After several days of pent-up quiet, big sunspot AR2473 erupted on Dec. 28 (12:49 UT), producing a slow but powerful M1.9-class solar flare. NASA's Solar Dynamics Observatory recorded the blast's extreme ultraviolet glow. For more than an hour, UV radiation from the flare bathed the top of Earth's atmosphere, ionizing atoms and molecules. This, in turn, disrupted the normal propagation of shortwave radio signals on the dayside of our planet.
A NOAA blackout map shows the affected area. Ham radio operators, mariners and aviators in South America, Africa and the south Atlantic Ocean may have noticed fades and blackouts of transmissions below 20 MHz.
The slow explosion also produced a coronal mass ejection (CME). Images from the Solar and Heliospheric Obseratory (SOHO) show a ragged, full-halo CME heading almost directly toward Earth.
NOAA analysts have modeled this CME, and they say it could reach Earth as early as Dec. 30, with a 60% chance of polar geomagnetic storms when the CME arrives.

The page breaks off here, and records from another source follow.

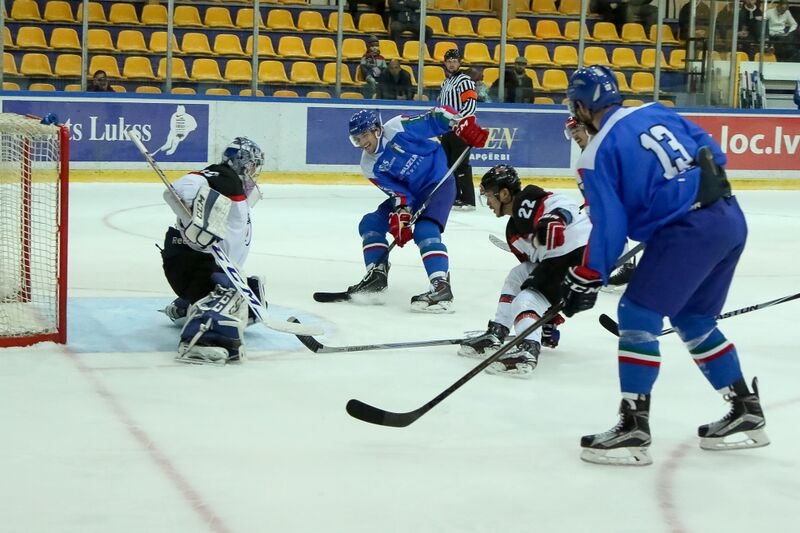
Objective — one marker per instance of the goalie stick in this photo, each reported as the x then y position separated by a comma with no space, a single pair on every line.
225,264
612,327
344,296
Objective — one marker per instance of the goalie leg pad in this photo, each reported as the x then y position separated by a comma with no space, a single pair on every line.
214,328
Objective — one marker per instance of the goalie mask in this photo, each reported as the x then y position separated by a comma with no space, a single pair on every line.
246,159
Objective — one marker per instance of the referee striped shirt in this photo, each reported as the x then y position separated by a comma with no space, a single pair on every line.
459,93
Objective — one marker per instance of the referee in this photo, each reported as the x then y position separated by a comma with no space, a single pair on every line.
458,92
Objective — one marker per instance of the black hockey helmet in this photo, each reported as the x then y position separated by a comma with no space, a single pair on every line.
499,177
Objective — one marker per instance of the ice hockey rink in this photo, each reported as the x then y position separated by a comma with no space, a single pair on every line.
109,434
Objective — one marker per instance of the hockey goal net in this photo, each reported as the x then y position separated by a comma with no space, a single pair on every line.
34,168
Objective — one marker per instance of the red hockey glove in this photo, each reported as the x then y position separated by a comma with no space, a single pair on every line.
472,134
579,289
400,225
550,231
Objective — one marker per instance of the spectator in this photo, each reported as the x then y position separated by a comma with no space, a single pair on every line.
372,65
395,83
99,83
404,16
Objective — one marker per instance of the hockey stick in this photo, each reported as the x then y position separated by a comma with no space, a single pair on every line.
374,415
343,296
225,264
612,327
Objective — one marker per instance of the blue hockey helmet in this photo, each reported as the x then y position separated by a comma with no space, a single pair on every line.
595,87
363,121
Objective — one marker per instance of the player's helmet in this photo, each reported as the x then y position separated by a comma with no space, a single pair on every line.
499,177
595,87
363,121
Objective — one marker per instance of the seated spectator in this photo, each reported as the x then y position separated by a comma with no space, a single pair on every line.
372,65
404,16
395,83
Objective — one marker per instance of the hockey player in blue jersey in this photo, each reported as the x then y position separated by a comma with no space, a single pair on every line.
400,158
656,177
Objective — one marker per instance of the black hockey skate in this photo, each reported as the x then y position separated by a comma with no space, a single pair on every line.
744,423
437,300
485,344
626,443
518,363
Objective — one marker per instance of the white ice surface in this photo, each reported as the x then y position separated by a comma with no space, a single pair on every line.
109,434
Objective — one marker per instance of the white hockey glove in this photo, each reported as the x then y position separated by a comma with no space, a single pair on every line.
208,224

The CME impact may cause a sudden impulse geomagnetic response at Earth, likely resulting in the G3 (strong) conditions.
Sunspot AR2473 has an unstable 'beta-delta' magnetic field that could explode again in the hours ahead. NOAA forecasters estimate a 50% chance of additional M-class flares and a 10% chance of X-flares on Dec. 29.
There is a continued chance for (R1-R2/Minor-Moderate) radio blackouts over the next three days (Dec. 29-31). Satellite systems may experience significant charging resulting in increased risk to satellite systems. Aurora may be seen as low as New York to Wisconsin to Washington state.